Simak foto karya Noviana (23),perempuan yang sehari-hari bekerja sebagai anggota staf pemerintah Desa Darek, Praya Barat Daya (NTB). Fotonya melukiskan pemandangan sebuah pantai dan matahari yang bersinar terang di balik pulau. Foto ini ingin menggambarkan harapan para TKI. Matahari adalah simbol harapan. Pulau ibarat daerah perantauan atau tujuan migrasi. Adapun, laut berarti simbol perjalanan menuju lokasi kerja ke luar negeri yang sering kali harus dilalui dengan susah payah. Saat ini, dia aktif terlibat di kader Desa Peduli Buruh Migran.
Pengalaman kadang tidak mudah diungkapkan, bahkan melalui simbol. Untuk menggambarkan kehidupan buruh migran, Erlina, mantan TKI yang bekerja di Arab Saudi, menceritakan pengalamannya ketika bergabung di pelatihan PhotoVoice.
“Menulis dan memotret itu susah sekali, tetapi menjadi TKI jauh lebih susah dan menguras tenaga serta pikiran. Selama kurun 2006-2008, saya pikir sudah cukup saya merantau. Keinginan saya berbagi cukup besar,” katanya.
Ada sekitar tiga karya foto dia yang dipamerkan. Salah satunya adalah sebatang pohon di tepi pantai yang ingin menggambarkan pasang surut kehidupan TKI.
Kor Sakeng, tenaga pendamping dari YKS Lembata, menyebutkan, foto memiliki kekuatan cerita lebih besar dibandingkan tulisan. Jika menulis, seseorang lebih mudah mengarang kebohongan. Tidak demikian dengan gambar.

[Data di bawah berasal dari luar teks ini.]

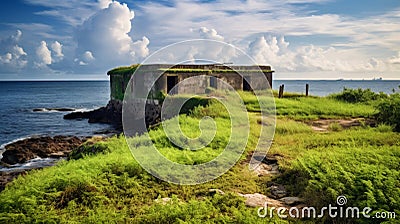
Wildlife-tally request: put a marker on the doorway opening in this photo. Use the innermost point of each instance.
(246, 83)
(172, 81)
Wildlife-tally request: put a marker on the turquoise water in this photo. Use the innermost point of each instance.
(18, 99)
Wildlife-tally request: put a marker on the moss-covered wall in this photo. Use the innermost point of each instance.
(119, 77)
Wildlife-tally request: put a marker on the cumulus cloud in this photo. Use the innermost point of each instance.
(56, 47)
(106, 36)
(14, 57)
(87, 57)
(395, 60)
(210, 34)
(43, 55)
(104, 3)
(276, 52)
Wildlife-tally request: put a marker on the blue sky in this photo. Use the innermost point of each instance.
(300, 39)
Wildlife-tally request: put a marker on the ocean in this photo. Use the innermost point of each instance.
(19, 99)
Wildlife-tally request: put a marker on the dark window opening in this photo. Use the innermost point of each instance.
(213, 82)
(172, 81)
(246, 83)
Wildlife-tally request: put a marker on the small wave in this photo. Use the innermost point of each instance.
(3, 146)
(31, 164)
(62, 109)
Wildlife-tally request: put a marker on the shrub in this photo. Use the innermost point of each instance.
(389, 111)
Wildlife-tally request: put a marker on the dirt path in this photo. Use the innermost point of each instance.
(324, 125)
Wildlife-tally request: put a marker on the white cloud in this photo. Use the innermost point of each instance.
(210, 34)
(14, 57)
(395, 60)
(87, 57)
(56, 47)
(106, 36)
(276, 52)
(104, 3)
(43, 55)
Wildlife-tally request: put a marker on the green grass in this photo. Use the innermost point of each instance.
(361, 163)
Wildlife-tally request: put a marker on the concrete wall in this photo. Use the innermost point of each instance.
(142, 82)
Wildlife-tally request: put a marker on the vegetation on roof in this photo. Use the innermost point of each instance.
(123, 70)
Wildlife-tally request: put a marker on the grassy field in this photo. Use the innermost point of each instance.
(361, 163)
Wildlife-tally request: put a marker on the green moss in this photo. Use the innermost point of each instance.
(123, 70)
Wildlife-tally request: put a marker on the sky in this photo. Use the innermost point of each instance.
(300, 39)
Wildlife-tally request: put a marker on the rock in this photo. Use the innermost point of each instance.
(266, 170)
(291, 200)
(44, 147)
(260, 200)
(277, 191)
(6, 177)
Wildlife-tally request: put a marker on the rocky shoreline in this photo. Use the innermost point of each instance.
(25, 150)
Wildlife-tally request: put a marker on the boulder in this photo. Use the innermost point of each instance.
(44, 147)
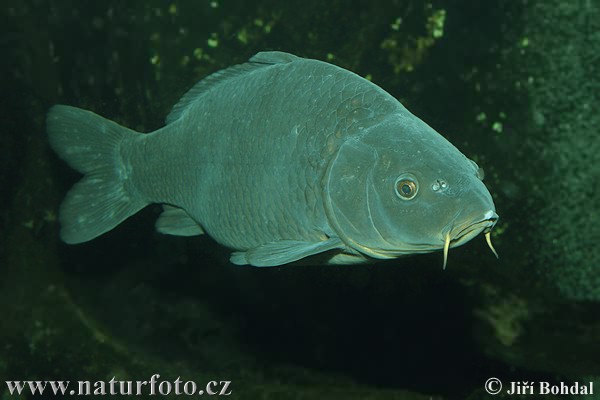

Para ibu rumah tangga tersebut malah bisa mencari nafkah dari memotret. Suryaning (29), peserta dari Kecamatan Ile Ape, mengaku bahagia karena bisa menenteng kamera ke mana-mana, termasuk pergi ke ladang. Jika ada obyek menarik, dia akan memotret. “Saya terus belajar agar foto dan captioncerita saya bertambah matang,” katanya.
Karen Emmons (54), jurnalis dan rekan kolaborasi McCurry, mengatakan, sulitnya kehidupan kaum migran harus ditunjukkan kepada masyarakat luas. Foto-foto para ibu itu setidaknya berbicara jujur.